Dennoch können sich prokapitalistische Politiker darüber uneinig sein, was zu einem bestimmten Zeitpunkt das Beste für den Kapitalismus ist. Und es gibt einige Unterschiede zwischen Trump und Harris darüber, was in den nächsten vier Jahren zu tun ist.
Zu den wichtigsten Punkten von Trumps Wirtschaftspolitik „ Maganomics“ gehören aggressivere Zölle auf Importe aus aller Welt, insbesondere aus China, und ein drakonisches Vorgehen gegen Einwanderung. In seiner Wahlkampfrhetorik drängte er auch auf einen größeren politischen Einfluss auf die Geldpolitik und die Fed bei Zinsentscheidungen und bei der Manipulation des Dollars.
Trump kündigte an, er werde „niedrige Steuern, niedrige Regulierungen, niedrige Energiekosten, niedrige Zinssätze und eine niedrige Inflation durchsetzen, damit sich jeder Lebensmittel, ein Auto und ein schönes Zuhause leisten kann.“
Seine neuen Steuersenkungen reichen von Einkommen aus Überstunden, Trinkgeldern und Rentenleistungen bis hin zu massiven pauschalen Senkungen für Einzelpersonen und Unternehmen.
Dies wird zweifellos die Steuern für die Superreichen (wieder einmal) senken, aber für fast alle anderen erhöhen.
Trump behauptet, dass diese Steuersenkungen für die Superreichen und Großkonzerne Investitionen und Wachstum ankurbeln werden, basierend auf der diskreditierten
„Trickle-down“-Theorie,
d. h., wenn Einkommen und Vermögen der Reichen steigen, werden sie mehr ausgeben und so werden die Vorteile auf den Rest von uns „herunterrieseln“.

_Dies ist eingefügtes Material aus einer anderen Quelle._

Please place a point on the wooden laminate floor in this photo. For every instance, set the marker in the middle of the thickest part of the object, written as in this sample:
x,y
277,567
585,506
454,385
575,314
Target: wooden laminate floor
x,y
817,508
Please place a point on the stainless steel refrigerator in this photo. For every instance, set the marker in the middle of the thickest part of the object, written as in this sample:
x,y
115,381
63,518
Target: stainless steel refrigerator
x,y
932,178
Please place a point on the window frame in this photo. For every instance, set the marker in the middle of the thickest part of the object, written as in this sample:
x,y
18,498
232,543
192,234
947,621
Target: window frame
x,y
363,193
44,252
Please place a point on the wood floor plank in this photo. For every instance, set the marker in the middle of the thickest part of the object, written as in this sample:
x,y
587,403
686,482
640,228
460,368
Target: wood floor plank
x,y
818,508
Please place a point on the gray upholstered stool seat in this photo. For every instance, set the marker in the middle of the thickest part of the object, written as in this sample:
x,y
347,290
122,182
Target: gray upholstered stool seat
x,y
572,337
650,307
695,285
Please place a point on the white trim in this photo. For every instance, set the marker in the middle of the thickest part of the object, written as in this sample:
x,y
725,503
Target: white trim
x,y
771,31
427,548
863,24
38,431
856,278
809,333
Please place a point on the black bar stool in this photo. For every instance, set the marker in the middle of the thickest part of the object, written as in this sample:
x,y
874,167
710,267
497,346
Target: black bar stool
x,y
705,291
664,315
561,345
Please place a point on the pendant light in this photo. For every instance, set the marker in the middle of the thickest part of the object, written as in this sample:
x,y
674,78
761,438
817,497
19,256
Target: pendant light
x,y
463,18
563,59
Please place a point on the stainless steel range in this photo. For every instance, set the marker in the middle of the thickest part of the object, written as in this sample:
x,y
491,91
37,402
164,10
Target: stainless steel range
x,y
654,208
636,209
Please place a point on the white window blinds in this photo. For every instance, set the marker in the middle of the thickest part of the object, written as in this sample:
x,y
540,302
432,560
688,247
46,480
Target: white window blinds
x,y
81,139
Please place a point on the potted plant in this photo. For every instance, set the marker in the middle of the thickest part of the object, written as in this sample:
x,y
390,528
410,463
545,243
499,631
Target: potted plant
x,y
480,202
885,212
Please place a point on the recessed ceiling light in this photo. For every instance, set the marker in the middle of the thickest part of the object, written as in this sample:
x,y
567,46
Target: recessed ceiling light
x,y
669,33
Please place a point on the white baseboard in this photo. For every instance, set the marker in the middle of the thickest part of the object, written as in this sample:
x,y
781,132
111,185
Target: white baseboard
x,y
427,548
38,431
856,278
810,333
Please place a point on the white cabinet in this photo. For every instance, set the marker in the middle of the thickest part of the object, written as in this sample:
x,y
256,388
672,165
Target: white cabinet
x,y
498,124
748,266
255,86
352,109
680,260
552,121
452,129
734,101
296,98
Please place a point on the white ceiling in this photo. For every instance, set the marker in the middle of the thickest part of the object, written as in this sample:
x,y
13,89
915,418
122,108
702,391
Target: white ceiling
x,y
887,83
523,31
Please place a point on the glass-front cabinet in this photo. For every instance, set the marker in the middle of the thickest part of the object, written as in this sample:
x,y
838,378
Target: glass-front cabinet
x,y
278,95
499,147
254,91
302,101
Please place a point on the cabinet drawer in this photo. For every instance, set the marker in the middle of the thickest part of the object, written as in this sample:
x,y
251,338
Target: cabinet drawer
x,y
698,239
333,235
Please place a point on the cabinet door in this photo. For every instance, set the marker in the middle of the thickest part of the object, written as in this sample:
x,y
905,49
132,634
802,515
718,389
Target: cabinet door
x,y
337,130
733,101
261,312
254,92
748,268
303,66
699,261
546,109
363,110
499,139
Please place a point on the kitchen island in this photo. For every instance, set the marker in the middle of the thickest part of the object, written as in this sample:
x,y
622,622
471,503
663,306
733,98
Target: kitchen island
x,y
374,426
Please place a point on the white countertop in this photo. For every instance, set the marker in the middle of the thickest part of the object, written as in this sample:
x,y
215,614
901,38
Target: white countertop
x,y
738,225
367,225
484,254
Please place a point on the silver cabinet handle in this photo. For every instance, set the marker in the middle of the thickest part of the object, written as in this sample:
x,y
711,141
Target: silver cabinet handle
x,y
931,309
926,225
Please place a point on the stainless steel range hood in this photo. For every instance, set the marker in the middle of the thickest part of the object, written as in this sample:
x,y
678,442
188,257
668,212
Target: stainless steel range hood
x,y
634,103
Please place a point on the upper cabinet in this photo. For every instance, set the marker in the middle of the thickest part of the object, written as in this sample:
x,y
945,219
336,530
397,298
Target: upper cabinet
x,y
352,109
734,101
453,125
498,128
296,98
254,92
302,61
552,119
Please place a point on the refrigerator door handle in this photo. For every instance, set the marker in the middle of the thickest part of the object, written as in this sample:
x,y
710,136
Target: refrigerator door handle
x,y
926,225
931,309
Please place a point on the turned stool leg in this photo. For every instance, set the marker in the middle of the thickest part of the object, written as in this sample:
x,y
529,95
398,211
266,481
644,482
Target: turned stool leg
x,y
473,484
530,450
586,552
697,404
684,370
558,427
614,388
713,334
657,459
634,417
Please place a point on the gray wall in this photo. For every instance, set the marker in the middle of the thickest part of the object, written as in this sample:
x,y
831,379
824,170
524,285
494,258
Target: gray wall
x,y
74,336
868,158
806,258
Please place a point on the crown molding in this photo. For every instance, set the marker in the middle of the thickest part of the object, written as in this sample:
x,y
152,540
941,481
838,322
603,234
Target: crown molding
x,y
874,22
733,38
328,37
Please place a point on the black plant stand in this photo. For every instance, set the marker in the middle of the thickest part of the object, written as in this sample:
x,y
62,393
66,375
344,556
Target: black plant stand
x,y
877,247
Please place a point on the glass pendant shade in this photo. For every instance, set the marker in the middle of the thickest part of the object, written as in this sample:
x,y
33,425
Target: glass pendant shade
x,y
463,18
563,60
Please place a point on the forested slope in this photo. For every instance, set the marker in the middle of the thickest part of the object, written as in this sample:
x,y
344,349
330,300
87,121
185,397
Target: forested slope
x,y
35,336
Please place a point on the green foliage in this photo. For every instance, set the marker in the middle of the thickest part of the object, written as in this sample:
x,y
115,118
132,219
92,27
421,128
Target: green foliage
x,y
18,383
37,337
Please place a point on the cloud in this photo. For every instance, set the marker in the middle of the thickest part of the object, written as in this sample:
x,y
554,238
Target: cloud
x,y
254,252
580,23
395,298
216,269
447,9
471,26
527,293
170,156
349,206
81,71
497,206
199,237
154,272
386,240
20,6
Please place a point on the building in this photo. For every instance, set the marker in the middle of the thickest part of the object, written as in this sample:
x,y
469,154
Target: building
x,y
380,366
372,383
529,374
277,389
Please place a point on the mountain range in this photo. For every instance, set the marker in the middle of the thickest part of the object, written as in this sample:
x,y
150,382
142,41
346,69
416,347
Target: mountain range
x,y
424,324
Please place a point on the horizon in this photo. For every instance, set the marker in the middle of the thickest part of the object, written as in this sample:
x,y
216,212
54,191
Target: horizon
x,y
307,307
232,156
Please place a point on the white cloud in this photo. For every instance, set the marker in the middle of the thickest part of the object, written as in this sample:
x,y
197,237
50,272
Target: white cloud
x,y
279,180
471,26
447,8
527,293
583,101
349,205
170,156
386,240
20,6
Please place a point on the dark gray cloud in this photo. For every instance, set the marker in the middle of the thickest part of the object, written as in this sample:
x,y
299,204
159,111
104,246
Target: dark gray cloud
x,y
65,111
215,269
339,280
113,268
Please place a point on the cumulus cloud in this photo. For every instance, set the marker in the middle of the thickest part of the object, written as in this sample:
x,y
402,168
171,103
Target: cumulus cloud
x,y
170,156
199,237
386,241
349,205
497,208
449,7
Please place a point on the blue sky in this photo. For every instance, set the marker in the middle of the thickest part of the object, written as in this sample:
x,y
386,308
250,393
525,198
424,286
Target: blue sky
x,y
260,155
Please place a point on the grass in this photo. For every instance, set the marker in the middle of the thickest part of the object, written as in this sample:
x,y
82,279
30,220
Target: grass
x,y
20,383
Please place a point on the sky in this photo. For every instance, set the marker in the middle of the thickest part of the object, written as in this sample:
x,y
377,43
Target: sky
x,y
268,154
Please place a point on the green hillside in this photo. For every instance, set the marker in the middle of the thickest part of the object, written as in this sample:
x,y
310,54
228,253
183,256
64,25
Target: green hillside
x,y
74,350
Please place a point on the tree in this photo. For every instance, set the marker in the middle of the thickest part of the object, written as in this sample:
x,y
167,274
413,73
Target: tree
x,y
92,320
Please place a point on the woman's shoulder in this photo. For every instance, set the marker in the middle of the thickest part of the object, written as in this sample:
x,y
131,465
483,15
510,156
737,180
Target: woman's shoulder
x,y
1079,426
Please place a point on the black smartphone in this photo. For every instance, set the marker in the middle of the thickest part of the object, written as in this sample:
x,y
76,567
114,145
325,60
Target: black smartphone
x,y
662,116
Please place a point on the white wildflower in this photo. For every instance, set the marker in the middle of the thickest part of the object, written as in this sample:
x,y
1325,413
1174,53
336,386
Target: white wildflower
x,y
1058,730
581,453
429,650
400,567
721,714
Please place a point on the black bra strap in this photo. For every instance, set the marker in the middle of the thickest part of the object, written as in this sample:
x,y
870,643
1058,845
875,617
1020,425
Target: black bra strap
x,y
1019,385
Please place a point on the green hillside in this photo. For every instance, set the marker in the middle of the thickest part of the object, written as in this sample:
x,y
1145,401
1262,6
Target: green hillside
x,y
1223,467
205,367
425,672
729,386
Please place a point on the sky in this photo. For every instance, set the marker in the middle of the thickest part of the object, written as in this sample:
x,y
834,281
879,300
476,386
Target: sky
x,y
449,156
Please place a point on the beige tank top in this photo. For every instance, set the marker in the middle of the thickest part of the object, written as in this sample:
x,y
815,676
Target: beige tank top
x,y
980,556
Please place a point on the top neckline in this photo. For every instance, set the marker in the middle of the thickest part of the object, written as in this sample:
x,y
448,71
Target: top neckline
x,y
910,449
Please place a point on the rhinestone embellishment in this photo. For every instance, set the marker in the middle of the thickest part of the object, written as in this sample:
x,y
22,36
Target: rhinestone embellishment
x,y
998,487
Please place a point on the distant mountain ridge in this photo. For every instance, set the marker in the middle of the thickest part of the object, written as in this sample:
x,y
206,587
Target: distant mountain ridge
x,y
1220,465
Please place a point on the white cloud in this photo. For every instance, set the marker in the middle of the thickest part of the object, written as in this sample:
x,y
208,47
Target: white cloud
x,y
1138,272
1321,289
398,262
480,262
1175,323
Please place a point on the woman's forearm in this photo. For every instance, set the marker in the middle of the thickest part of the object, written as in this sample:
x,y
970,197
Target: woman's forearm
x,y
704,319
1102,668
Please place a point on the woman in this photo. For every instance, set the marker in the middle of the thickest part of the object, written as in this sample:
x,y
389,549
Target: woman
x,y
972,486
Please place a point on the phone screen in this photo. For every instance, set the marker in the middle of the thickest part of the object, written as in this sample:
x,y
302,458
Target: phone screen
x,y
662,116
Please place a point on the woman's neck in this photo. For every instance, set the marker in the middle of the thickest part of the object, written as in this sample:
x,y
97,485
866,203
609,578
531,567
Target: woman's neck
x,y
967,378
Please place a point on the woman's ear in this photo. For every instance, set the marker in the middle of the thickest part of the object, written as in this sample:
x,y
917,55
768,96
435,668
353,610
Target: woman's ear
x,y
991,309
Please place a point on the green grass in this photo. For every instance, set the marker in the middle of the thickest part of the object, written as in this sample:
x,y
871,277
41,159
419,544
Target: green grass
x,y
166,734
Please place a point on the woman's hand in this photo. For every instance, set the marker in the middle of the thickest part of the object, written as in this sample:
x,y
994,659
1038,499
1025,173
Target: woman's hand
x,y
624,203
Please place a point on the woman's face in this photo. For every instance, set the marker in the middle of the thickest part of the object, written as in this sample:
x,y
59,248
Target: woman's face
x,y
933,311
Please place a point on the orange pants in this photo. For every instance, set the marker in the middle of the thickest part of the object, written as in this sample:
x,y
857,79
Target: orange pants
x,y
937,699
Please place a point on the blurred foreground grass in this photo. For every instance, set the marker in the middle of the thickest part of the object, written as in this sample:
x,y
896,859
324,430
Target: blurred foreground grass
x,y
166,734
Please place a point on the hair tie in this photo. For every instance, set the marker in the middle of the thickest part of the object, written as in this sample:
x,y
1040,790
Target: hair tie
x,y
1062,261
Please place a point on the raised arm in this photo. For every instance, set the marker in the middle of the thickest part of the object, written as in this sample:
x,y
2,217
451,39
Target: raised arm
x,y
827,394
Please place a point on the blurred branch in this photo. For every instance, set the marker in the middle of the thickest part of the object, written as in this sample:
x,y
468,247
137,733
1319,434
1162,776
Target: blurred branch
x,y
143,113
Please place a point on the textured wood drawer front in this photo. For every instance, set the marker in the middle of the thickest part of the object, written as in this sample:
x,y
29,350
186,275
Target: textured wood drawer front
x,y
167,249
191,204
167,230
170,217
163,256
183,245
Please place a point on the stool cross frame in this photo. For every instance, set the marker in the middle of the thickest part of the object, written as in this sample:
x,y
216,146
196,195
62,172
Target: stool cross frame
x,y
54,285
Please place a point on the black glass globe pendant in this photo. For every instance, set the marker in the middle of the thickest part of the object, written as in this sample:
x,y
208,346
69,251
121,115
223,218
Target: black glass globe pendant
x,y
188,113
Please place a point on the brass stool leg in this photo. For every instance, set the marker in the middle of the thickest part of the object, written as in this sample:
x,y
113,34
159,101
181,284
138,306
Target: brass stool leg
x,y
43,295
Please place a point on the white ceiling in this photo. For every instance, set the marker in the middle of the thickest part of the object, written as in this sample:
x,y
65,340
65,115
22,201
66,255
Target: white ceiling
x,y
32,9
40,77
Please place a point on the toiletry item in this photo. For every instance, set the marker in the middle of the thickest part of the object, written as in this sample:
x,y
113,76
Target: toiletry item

Die Beweislage ist jedoch gegenteilig. In den letzten 50 Jahren sind die Steuern für Reiche in den fortgeschrittenen Demokratien drastisch gesunken. Und mehrere Studien zeigen, dass dies nur geringe oder gar keine Auswirkungen auf das Wirtschaftswachstum hat – und viel mehr Auswirkungen auf die zunehmende Ungleichheit. Zwei Ökonomen des Kings College London haben mithilfe eines neu entwickelten Indikators für Steuern auf Reiche alle Fälle von größeren Steuersenkungen für Reiche in 18 Ländern der Organisation für wirtschaftliche Zusammenarbeit und Entwicklung (OECD) zwischen 1965 und 2015 ermittelt und festgestellt, dass Steuersenkungen für Reiche kurz- und mittelfristig zu einer höheren Einkommensungleichheit führen, aber keine signifikanten Auswirkungen auf das Wirtschaftswachstum oder die Arbeitslosigkeit haben.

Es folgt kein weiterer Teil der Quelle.